Hansen’s Disease is Still With U.S.
Hansen’s Disease is Still With U.S.
abstract & commentary
Synopsis: Hansen’s disease continues to be transmitted at an unabated rate along the Gulf coast of Texas.
Source: Taylor JP, et al. A continuing focus of Hansen’s disease in Texas. Am J Trop Med Hyg 1999;60:449-452.
Taylor and colleagues at the texas department of Health reviewed all 810 cases of Hansen’s disease reported to them for the years 1973 through 1997. During this time, the average number of cases reported annually ranged from 18-54, with 26-42 cases reported annually during the most recent period of 1993 through 1997. The average annual incidence rates ranged from 1.9-2.4 cases per million population. The areas of highest incidence were clustered along the Gulf coast, with one county (Goliad) having an average annual incidence rate of 96.1 cases per million. Seventy-seven percent of patients were white (51% Hispanic), 19% Asian, and 3.0% were African-American; 63% were male. Relative to the general population of the state, Asians and Hispanics were overrepresented among the cases and African-Americans were underrepresented.

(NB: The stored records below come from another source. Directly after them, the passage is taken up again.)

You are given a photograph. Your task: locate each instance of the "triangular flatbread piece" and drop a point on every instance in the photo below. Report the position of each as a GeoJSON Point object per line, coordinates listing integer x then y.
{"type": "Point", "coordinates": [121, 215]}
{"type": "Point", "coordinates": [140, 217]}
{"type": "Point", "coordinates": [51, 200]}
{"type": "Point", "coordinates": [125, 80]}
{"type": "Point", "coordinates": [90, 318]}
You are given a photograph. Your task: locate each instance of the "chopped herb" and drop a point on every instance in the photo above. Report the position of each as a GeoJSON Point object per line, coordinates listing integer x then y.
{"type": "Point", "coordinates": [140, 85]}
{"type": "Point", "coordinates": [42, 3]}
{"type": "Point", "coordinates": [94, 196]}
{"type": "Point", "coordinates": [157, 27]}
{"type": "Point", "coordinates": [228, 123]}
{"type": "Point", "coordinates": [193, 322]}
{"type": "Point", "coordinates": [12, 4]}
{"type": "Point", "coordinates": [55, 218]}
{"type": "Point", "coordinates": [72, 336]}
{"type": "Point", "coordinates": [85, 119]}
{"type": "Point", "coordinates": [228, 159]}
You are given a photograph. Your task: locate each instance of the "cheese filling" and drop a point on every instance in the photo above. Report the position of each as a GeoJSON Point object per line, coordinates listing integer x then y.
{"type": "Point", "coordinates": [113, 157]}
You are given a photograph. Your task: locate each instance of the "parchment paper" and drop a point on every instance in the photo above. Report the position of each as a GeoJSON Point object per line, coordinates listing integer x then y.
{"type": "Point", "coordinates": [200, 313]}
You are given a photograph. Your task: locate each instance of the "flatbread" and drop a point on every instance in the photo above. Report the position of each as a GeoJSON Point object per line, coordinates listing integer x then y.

The median age at onset of disease was 44 years (range, 2-87 years). Fifty-three percent were born in the United States, with two-thirds of those born in Texas. Approximately one-fourth each were born in Mexico and other countries—most commonly Vietnam, India, Phillipines, and Cambodia. Of the 56% who experienced the onset of their disease after arrival in the United States, 23% did not become ill until 10 years or more after migration. The diagnosis was made within one year of onset of illness in 56%. Three-fourths had multibacillary disease; loss of sensation was noted at diagnosis in 46% and deformity in 10%. A potential human source of infection was identified for 23%.
Comment by Stan Deresinski, MD
I once went to a Willie Nelson/Jerry Jeff Walker concert at Stanford. The sight of thousands of people in Palo Alto wearing cowboy boots and hats and waving stuffed armadillos was entrancingly bizarre. But this report has caused the intrusion of this memory into my consciousness. More than two decades ago, 4.7% of armadillos caught in the Gulf coast area were found to be leprous.1 The same year, leprosy was reported in Texas armadillo handlers and is also believed to occur in the adjacent state of Louisiana.2,3 However, while transmission from armadillos remains a possibility in some cases, this source cannot account for more than a tiny fraction of cases. Although leprosy has been assumed to be the result of person-to-person contact, the mechanism of transmission remains uncertain. The transmission by inhalation of organism from environmental sources remains a theoretical possibility.
There were 3.7 million registered cases of Hansen’s disease in the world in 1990, with a planetary prevalence of 7.10 cases per 10,000 population.4 In 1998, the regions with the highest detection rates of new cases of Hansen’s disease were some Pacific islands, southeastern and western Africa, and southeast Asia.5 Sixteen countries accounted for 92% of registered cases: Bangladesh, Brazil, Cambodia, the Democratic Republic of Congo, Ethiopia, Guinea, India, Indonesia, Madagascar, Mozambique, Myanmar, Nepal, Niger, Nigeria, Phillipines, and Sudan.6
Taylor et al point out that the incidence of Hansen’s disease in Texas has not changed significantly over the last six decades, although the proportion of cases born outside either the United States or Mexico has increased to 23.1% from less than 1.0%. In contrast to other states, such as Hawaii and Florida, the number of indigenous cases has not decreased in Texas, which now reports more than 60% of the indigenous cases in the United States, but only 25% of the total cases.7 The annual number of reports of Hansen’s disease in the years 1991 through 1995 ranged from 136-187.8
It is ironic that there has been no significant decrease in the number of autochthonously acquired Hansen’s disease cases in Texas over the decades at the same time that the number of cases worldwide is decreasing in response to the eradication activities of the World Health Organization. This plan is based primarily upon enhanced case finding and administration of appropriate therapy.6 Maybe they can try it in Texas.
References
1. Smith JH, et al. Reticuloendothel Soc 1983;34:75-88.
2. Lumpkin LR, et al. J Am Acad Dermatol 1983;9: 899-903.
3. Meyers WM, et al. Int J Lepr Other Mycobact Dis 1992;60(3):477-480.
4. Noorden SK. The epidemiology of leprosy. In: Hastings R, ed. Leprosy. 2nd ed. Edinburgh: Churchill Livingstone; 1994:29-45.
5. Weekly Epidemiological Record 1998;73:185-192. (Available on-line at http://www.who.int/wer)
6. Weekly Epidemiological Record 1998;73:177-184. (Available on-line at http://www.who.int/wer)
7. Mastro TD, et al. Am J Public Health 1992;82: 1127-1130.
8. Centers for Disease Control and Prevention, 1995. MMWR Morb Mortal Wkly Rep 1995;44:73.